Far by Regina Spektor is the follow up to Begin To Hope, an album that saw Regina take a more mainstream radio friendly direction to her quirky blend of vocal acrobatics and piano based pop. The new album is a further extension of this approach that sometimes creates moments of loveliness, but for the majority sacrifices Regina’s wide eyed magical wonder at the expense of middle of the road predictability; it therefore doesn’t quite live up to the expectations created by her previous work.
With four different producers on board, Far has ended up as a collection of mid tempo coffee table arrangements. It’s easy to imagine it being played as the background to a middle class thirty something dinner party, as the hosts try to create a statement of how they are still hip, happening and just a little bit leftfield. “Oh yes darling, this is the new album by Regina - haven’t you heard it yet ? She’s simply divine!” Tracks like Human Of The Year with its understated strings and “Hallelujah hallelujah,” chorus will sit very neatly with a bottle of Chardonnay and wood-roasted squid stuffed with chilli.
There are just a few songs on Far that force us out of the dinner party security net and next door to where artists are stripping naked, covering each other with glossy paint and chasing after rainbows. The charmingly alluring and twitchy Dance Anthem Of The 80’s where Regina sings about a tasteless disco (the meat market) where boys and girls go to cop off with each other over a skippy little beat and minimal synth sounds puts her firmly back in the quirky field.

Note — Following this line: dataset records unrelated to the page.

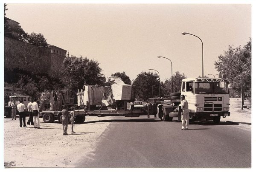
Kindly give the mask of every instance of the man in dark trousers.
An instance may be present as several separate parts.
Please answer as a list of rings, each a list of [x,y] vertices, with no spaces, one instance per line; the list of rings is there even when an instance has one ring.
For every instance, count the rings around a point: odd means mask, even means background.
[[[17,110],[19,111],[19,117],[20,119],[20,127],[22,127],[22,121],[23,121],[23,127],[26,127],[26,107],[23,104],[23,100],[20,101],[20,104],[17,105]]]
[[[62,113],[62,118],[61,119],[61,122],[62,123],[62,126],[63,127],[63,135],[67,135],[67,124],[68,123],[68,115],[69,113],[67,110],[67,107],[64,104],[63,106],[64,109],[61,111]]]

It’s sweetly odd and intriguing and draws you in, even if it is somewhat reminiscent of her earlier material. Elsewhere Eet is tenderly intimate. “You’re using your headphones to drown out your mind,” sings Regina over swooping grandiose chords.
These songs are in the minority though. For the majority of Far, from the opening pedestrian plodding piano of The Calculation to the gentle drifting closing cascade of Man Of A Thousand Faces the songs just don’t have the power to draw in the listener in the same way that her previous work has done.
Like a flameless middle aged relationship that has settled into a safe pattern of cosiness, Far is perfectly comfortable, but lacks burn and spark. There is not one particularly bad song on this album, but neither are there songs to become passionate about. This is an album that sees Regina shift even further towards the centre. There are plenty of pretty melodies and vocals, but sadly Far is a diluted version of what we have seen before.